The Malpartida de Cáceres Public School, designed by Tenor + Paradigma Estudio + Buró4 + Gabriel Verd Arquitectos, favors compactness and strategically organizes its various uses—gymnasium, lobby, classrooms—responding to the different orientations.
In line with sustainability criteria, passive climate control strategies are complemented by a radiant floor heating and cooling system powered by aerothermal energy and a significant photovoltaic electrical installation, resulting in a self-sufficient building.
For its construction, the materiality of the building contrasts with its contents: on the exterior, exposed concrete reflects a strong institutional image, while inside, neutral, almost bare finishes were chosen, awaiting the students to bring them to life with color. In this sense, the Malpartida Public School presents itself as a suggestive blank canvas, to be completed by each student's use of the building.
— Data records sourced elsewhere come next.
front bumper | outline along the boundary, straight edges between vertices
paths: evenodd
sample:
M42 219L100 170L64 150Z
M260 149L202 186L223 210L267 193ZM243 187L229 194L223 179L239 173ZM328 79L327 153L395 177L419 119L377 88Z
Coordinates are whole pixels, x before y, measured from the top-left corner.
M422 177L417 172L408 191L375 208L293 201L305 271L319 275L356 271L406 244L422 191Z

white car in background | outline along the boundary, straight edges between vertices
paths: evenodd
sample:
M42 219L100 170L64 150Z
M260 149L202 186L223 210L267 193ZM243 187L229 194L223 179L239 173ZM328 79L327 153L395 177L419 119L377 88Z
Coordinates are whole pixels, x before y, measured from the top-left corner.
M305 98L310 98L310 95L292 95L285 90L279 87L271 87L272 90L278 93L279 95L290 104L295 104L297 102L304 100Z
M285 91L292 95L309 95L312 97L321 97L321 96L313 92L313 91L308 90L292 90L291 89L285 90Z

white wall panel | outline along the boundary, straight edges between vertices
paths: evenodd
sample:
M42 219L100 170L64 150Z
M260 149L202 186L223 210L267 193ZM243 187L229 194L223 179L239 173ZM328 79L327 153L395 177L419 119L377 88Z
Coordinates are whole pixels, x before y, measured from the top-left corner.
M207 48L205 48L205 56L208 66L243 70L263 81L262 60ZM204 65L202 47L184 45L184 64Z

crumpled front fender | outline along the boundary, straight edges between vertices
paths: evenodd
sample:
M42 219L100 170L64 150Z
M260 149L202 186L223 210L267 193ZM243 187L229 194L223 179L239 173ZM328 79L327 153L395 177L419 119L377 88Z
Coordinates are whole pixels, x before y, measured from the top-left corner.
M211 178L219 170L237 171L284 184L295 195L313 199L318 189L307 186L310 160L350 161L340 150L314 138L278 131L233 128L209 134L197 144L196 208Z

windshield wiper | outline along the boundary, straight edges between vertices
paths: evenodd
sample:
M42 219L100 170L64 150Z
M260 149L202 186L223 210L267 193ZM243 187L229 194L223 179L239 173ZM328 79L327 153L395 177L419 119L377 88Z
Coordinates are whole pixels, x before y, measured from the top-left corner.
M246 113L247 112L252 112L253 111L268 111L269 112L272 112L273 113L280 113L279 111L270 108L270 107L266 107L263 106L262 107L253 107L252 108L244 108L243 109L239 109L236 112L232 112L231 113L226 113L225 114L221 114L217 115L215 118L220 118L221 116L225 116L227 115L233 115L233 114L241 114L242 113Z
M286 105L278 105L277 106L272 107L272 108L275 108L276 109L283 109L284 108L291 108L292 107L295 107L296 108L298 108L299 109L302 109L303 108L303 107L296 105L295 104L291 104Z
CEIP Malpartida by Tenor + Paradigma Estudio + Buró4 + Gabriel Verd Arquitectos. Photograph by Del Rio Bani.
Project description by Tenor, Paradigma Estudio, Buró4 and Gabriel Verd Arquitectos
“If Duchamp declared the object of everyday life a work of art, I declare the use of the object a work of art.”
—Wolf Vostell, in Guardado, My Life with Vostell, p. 56.
The value of use that W. Vostell declares is the same value that is encased in concrete when, in 1976, together with the residents of Malpartida de Cáceres, he filled the interior and exterior of his Opel Admira in the work VOAEX, the emblem of the Vostell Museum in Malpartida de Cáceres. Thus, the use of the object is blocked (BETTONAGES), and a single rock appears without the mechanism, revealing the ultimate confluence with nature intrinsic to human creations.
From this action, as 21st-century architects, we can draw two interpretations. On the one hand, we believe that the confluence with nature must also be understood as intrinsic to the built environment. On the other hand, we must also celebrate the purely vital value of the use and experience of a public building and the mechanisms that facilitate it.
Therefore, for the Malpartida de Cáceres Public School, we propose a building that, through its placement, composition, and materiality, addresses these two interpretations:
-It should aim to minimize its human influence, highlighting the intrinsic connections with nature that should promote the building's sustainability throughout its life cycle.
-It should be a blank canvas, a suggestive, open-ended space, with the minimum mechanisms necessary for the freedom to develop its use value.
Placement
Configured as a porous boundary, the building filters the relationship between the urban environment of single-family homes and the natural environment dominated by the randomness of the granite efflorescence and the agricultural expanses that define the municipality's perimeter. This boundary is defined by filling the only urban boundary (north) with a slightly fragmented longitudinal volume to adapt to the scale of the surroundings. This results in a short transverse path (facilitating naturally lit and ventilated interiors and reducing circulation with a single central lobby) and prioritizes a north-south orientation on its two main, opposite facades.
Composition
We opted for compactness, short transverse paths to take advantage of prevailing winds, and appropriate responses to the contrast between its two orientations, leveraging natural conditions in accordance with the needs of each use.
The south facade, on the ground floor, characterized by a pergola of variable geometry and considerable length, offers an unexpected intermediate space that extends, protects, and accommodates the more public uses, blurring the boundary between interior and exterior. On the upper floor, we placed double-height spaces (gym and lobby) that help bathe both floors in direct light along the interior axis furthest from the walls. On the north side, at ground level, the auxiliary spaces are enclosed in strategically placed boxes designed to create permeable spaces between the urban environment and the educational area: the main entrance, the preschool entrance, and the cafeteria, all requiring immediate access from the outside.
On the first floor, along the north side, there is a marked rhythm of classrooms facing staircases, double-height spaces, and auxiliary spaces on the south side. The ground floor facades are open and protected to the south, unified by prefabricated concrete lattices, and strategically placed expansion joints on the north side. On the upper floor, the facade solution is systematically designed, with openings strategically placed to suit each orientation.
Materiality
In a mutually reinforcing opposition, the raw concrete exterior presents a striking image of educational infrastructure, seemingly destined to become rock-like through its conviction of not confronting the processes of nature. The neutral, bare, and welcoming interior, like a suggestive blank canvas, awaits students to develop their personalities, to discover and fill it with the colors of their clothes and smocks, backpacks and shoes, their drawings and their reality, where they can make their own decisions and declare the use of the building itself a work of art.
These decisions underpin the project, the construction, and its subsequent use, with a firm intention to foster the intrinsic confluence of architecture with nature and the suggestive value of use—the proposal of a blank canvas that extends the useful life of this public building.
This is complemented by active confluence systems (automated natural ventilation via CO2 detectors, radiant floor heating and cooling powered by aerothermal energy, and a significant photovoltaic electrical energy installation) that will address situations where the passive solutions described above are insufficient. We have a building that operates autonomously, yet in harmony with natural processes: the first bioclimatic public school in Extremadura.